The guest: The enthusiasm and the desire above to gather the remote of Israel was not in those days only, but rather it is each and every single day, as is written, "today, if they listen to his voice." {Tehillim 95} But the sefer haZohar says (chelek 2, page 227) in the name of Rabbi Eliezer and his colleagues that the days of the exile are 1000, and will continue for a bit more. And in the name of Rabbi Yehuda, who learned from his father (chelek 1, page 117) he says that in the year 60 to the sixth millennium, the congregation of Israel will arise from the dust. And so too in Zohar Chadash (page 90a), "and the dispersed of Yehudah he will gather in 60 years to the sixth millennium." But in the Tikkunim (page 4b) is written that the days of the exile are 1290 (which finish in the year 118 {=1358 CE}), and in the Zohar (chelek 3, page 252) in the name of Rabbi Shimon, there are those that he will redeem in the year 256, and some in the year 260, and some in the year 266, and some in the year 272. And in the Zohar Chadash (page 47), the days of the exile are 1557 (which end in the year 385 {=1625 CE}). And in Zohar (chelek 1, 139) Rabbi Eleazar ben Arach and his colleagues say that in the year 407 the dead will live, and before that the mashiach will come. And Rabbi Shimon, who previously said that the redemption will be about the year 260, returned and said (chelek 2 page 10) that in the year 436 the Other Side will become pregnant from the ground and the world
would become drunk, and the dead of Israel in the other lands would live. And he himself {=Rabbi Shimon} returned and said that the king mashiach would be revealed in the year 566 {=1806}.

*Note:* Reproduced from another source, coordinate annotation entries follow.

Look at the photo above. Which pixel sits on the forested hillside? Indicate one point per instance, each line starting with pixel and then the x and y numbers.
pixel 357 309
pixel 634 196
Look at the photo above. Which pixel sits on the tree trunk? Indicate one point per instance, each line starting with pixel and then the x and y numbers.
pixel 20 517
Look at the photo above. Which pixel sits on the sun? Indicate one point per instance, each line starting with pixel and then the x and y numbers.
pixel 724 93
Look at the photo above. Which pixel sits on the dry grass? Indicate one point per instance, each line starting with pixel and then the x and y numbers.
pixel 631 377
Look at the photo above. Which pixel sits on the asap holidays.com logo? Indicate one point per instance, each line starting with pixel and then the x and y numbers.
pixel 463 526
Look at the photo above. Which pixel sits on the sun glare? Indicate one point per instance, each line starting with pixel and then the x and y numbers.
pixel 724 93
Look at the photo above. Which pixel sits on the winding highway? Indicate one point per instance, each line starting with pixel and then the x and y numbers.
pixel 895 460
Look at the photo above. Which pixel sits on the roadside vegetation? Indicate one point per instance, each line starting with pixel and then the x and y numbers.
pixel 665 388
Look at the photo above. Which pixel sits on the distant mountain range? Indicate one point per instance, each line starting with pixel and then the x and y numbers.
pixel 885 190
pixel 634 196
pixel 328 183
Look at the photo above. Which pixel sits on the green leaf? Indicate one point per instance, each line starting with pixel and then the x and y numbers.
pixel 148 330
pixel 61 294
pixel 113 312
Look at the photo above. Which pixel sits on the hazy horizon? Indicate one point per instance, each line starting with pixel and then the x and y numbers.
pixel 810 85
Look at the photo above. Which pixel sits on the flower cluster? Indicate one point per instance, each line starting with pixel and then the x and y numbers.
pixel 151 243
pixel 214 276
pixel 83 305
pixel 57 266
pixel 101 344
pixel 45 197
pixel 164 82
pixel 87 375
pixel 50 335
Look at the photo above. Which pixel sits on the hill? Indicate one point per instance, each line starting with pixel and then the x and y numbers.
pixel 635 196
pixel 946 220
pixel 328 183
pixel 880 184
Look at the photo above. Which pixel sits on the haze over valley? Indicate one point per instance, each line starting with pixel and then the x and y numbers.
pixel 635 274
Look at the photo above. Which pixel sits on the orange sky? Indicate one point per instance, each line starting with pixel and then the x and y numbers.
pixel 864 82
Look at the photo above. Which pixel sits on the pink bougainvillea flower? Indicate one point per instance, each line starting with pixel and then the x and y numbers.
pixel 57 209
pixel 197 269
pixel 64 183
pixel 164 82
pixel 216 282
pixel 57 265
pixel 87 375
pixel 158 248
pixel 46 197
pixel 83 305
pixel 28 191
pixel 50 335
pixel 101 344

And all these ends have already passed, and there is only left the year 600 {=1840 CE. Shadal was born in 1800 and died in 1865, so this must have been written before 1840}, in which in the future (chelek 1, page 117) the gates of wisdom will open above, and the springs of wisdom will open below. And this perhaps will come to be true, if the Jews open their eyes and no longer believe in the nonsense of the Zohar and the kabbalah.
And how is it possible to believe that our Rabbis said all these different end-of-days, and all of them are false {/failed}? And have they not said {based on Yeshaya 60:22
הַקָּטֹן יִהְיֶה לָאֶלֶף, וְהַצָּעִיר לְגוֹי עָצוּם; אֲנִי ה, בְּעִתָּהּ אֲחִישֶׁנָּה -- "The smallest shall become a thousand, and the least a mighty nation; I the LORD will hasten it in its time."
}
if they merit, I will hasten it; if they do not merit, in its time?
If so, if Israel merits, the redemption can be any day; and if they do not merit, there is one set end-time and it will not pass.
And further, is there not to ask: How can this matter be, that after the sixth millennium the end-times multiply so much, that you have almost no generation from the beginning of the sixth millennium until today which did not have in it a fixed time for redemption, and in all those thousand years and more, from the time of Rabbi Shimon until the beginning of the sixth millennium, there was not in it any end-time?
And do we not find in Talmud that Chazal were hoping for the redemption in their generation, or close to their time?
2 comments:
Hi Josh,
I just came to this from a google search. This is awesome - your translating shadal's Vikuach on
kabbalah.
Thanks for your efforts. I will
read it from the beginning.
I read some of your comments on the
zohar on another blog.
Please continue to write on the subject of the zohar and kabbalah.
I happened to read what you had written in the name of Shadal on the subject a while ago, and I remembered it clearly while looking at the Ohr HaChaim (on Bemidbar 22:15). The Ohr HaChaim, as you know, quotes the Zohar all the time. However, in that interpretation, he says something that directly contradicts the te'amim?